This answer is based on another answer of mine (which I've also adapted here), but this version is adapted to your question slightly.
If you're not sure your items are all measuring the same latent construct, you probably should consider exploratory item factor analysis. See these questions for some tips:
If (or once) you're sure your six items are all measuring the same latent construct, you could use a partial credit model to account for differences in response scaling across all six items. If the four items with 4-point Likert scale (polytomous) measurements are all on the exact same scale though, you might be better off dropping the binary items and using a rating scale model of the four polytomous items, depending partly on how much unique and valid information you get out of those binary items. John Michael Linacre and Benjamin D. Wright posted some discussions of the differences between partial credit and rating scale models over at rasch.org that might give you a better sense of what you'd be dealing with if you go the item response theory route here.
Some latent variable analysis programs will let you set certain thresholds to be equal across certain items and leave another item's threshold freely estimated. You might be able to blend the partial credit and rating scale models this way by setting your six polytomous items' thresholds (each item will have three) to be equal across items, and estimating the binary items' single threshold independently (each could also have its own threshold, depending on how different the binary items are)...but I'm not exactly sure this is all you'd need to do to have the best of both worlds.
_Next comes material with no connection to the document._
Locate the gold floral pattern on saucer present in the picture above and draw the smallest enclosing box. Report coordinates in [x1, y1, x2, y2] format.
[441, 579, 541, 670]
The simple, "classical test theory" approach that weighs every item equally would probably have you just standardize all the items and average the $z$-scores, but I don't think that's a good idea, because four-point Likert scales may not approximate a continuous dimension well enough (and a binary item definitely won't; it might not even make sense), nor can you be sure that the average of four polytomous items will be approximately continuous enough. I've seen it suggested that each item's Likert scale should have at least five options to approximate a normal distribution, and at least five Likert scale items should measure the same construct if their simple sum / average is to approximate a continuous dimension. (I've seen Berry, 1993 cited as a source for an argument that five or fewer options is unacceptable, but I haven't read it myself.)
Reference
Berry, W. D. (1993). Understanding regression assumptions. Newbury Park, CA: Sage.